Final Critical Points to Remember

⚠️ A calibrated judge with a mediocre rubric will confidently give you wrong scores at scale. Invest in the rubric before you invest in the automation.

⚠️ Statistical significance is not optional for A/B decisions. A delta that feels meaningful can be noise. Always pre-compute your required sample size before running the experiment, not after.

⚠️ Your golden set is a living artifact. If it doesn't reflect the current version of your product and your current user base, the CI signal it produces is misleading—potentially in the direction of false confidence.

💡 Real-World Example: A team running a customer-support agent found that their CI scores held steady at 4.1/5 across six months of development—but their user satisfaction scores dropped from 87% to 71% over the same period. Investigation revealed that the golden set had been authored before the product's scope expanded, so it tested only the original narrow use case. New capabilities were never covered. The lesson: when your eval scores look suspiciously stable while user feedback deteriorates, audit your golden set coverage first.


Practical Next Steps

Here are three concrete actions you can take within the next week to start applying what you've learned:

  1. Audit your current testing strategy. If you have no golden set, spend two hours writing 20 input/output pairs for your agent's single most important capability. That's Layer 1, minimal viable, and it's immediately more coverage than you had before.

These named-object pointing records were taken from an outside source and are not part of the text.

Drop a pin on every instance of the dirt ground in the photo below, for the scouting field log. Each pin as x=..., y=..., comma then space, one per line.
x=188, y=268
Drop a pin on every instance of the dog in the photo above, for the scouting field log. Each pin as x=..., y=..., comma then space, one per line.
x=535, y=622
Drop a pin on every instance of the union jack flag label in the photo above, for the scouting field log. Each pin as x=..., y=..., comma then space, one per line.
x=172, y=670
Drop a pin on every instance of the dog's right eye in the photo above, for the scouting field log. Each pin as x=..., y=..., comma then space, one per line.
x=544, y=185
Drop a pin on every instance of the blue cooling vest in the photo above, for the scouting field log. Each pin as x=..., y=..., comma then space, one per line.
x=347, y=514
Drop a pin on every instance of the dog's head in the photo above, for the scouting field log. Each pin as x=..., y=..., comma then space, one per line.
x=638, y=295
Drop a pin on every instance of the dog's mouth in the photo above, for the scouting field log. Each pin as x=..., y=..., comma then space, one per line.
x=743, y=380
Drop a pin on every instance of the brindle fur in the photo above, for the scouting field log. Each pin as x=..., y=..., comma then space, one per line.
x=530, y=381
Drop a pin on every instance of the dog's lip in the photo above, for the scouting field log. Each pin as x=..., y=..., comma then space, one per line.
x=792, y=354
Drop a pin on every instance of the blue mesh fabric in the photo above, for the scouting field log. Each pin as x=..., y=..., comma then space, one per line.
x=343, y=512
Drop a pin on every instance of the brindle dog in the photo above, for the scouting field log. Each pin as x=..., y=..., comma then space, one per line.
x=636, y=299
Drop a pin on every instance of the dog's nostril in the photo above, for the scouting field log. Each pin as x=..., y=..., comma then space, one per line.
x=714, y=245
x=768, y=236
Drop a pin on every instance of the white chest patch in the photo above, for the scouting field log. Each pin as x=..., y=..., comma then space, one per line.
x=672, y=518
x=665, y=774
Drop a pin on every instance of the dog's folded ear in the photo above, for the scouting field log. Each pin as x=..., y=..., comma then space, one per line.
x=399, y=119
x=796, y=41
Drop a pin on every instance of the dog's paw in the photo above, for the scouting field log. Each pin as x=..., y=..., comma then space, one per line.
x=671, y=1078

  2. Run a calibration check on any judge you're already using. Collect 50 agent outputs, score them yourself, then score them with your judge. Compute Spearman rho. If it's below 0.6, your judge is a coin flip with extra steps—fix the rubric before trusting the scores.

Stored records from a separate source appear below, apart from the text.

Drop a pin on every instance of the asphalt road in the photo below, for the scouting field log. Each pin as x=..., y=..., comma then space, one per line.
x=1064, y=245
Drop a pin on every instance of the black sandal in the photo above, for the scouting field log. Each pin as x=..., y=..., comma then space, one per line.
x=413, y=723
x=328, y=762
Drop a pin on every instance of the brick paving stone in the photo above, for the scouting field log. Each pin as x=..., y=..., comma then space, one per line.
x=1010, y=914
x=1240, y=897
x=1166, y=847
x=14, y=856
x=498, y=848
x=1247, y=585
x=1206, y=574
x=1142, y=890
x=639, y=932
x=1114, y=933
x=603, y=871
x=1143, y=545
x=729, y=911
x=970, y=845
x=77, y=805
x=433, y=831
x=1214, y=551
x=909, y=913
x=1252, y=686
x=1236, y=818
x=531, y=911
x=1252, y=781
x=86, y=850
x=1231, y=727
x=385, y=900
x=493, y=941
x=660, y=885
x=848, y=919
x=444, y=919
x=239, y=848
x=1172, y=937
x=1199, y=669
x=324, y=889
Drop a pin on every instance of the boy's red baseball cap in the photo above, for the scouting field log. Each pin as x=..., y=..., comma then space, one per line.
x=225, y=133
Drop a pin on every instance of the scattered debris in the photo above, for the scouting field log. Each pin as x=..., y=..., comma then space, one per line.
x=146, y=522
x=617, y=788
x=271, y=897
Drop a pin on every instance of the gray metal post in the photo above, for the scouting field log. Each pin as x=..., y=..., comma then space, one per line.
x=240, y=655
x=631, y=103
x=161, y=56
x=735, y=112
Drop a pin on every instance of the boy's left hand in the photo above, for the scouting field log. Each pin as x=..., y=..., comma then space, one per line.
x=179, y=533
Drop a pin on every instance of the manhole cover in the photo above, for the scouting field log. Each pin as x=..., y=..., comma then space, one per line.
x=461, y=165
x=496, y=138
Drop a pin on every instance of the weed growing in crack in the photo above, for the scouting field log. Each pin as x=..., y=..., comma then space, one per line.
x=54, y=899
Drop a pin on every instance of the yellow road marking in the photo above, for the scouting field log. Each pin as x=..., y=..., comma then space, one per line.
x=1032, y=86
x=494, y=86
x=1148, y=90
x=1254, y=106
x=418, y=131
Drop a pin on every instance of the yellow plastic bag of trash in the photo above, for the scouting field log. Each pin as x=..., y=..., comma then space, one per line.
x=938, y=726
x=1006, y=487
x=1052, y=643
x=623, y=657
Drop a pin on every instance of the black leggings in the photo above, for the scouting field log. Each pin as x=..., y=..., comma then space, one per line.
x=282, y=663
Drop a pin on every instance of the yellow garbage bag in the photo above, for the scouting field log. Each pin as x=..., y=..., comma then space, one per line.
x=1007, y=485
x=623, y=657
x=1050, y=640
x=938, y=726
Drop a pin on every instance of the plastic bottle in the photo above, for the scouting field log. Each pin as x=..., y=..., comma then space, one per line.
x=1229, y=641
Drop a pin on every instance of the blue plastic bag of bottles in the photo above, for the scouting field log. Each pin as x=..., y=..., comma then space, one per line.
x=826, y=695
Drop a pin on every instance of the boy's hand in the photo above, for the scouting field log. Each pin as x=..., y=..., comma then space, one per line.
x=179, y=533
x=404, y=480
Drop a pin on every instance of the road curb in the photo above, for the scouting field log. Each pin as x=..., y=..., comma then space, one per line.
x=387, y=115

  3. Add one production monitoring metric to your observability stack. Even without a full sampling pipeline, you can start by logging judge scores for every request that contains explicit negative user feedback (thumbs down, complaint keyword, escalation). That's a biased sample, but it's directional signal you can act on today.

The eval pipeline is not a gate you build once and walk away from. It's infrastructure that earns its value through continuous operation, continuous calibration, and continuous expansion as your agent's capabilities grow. The teams that ship reliable agents in production are the ones that treat evaluation with the same rigor they bring to the agent itself.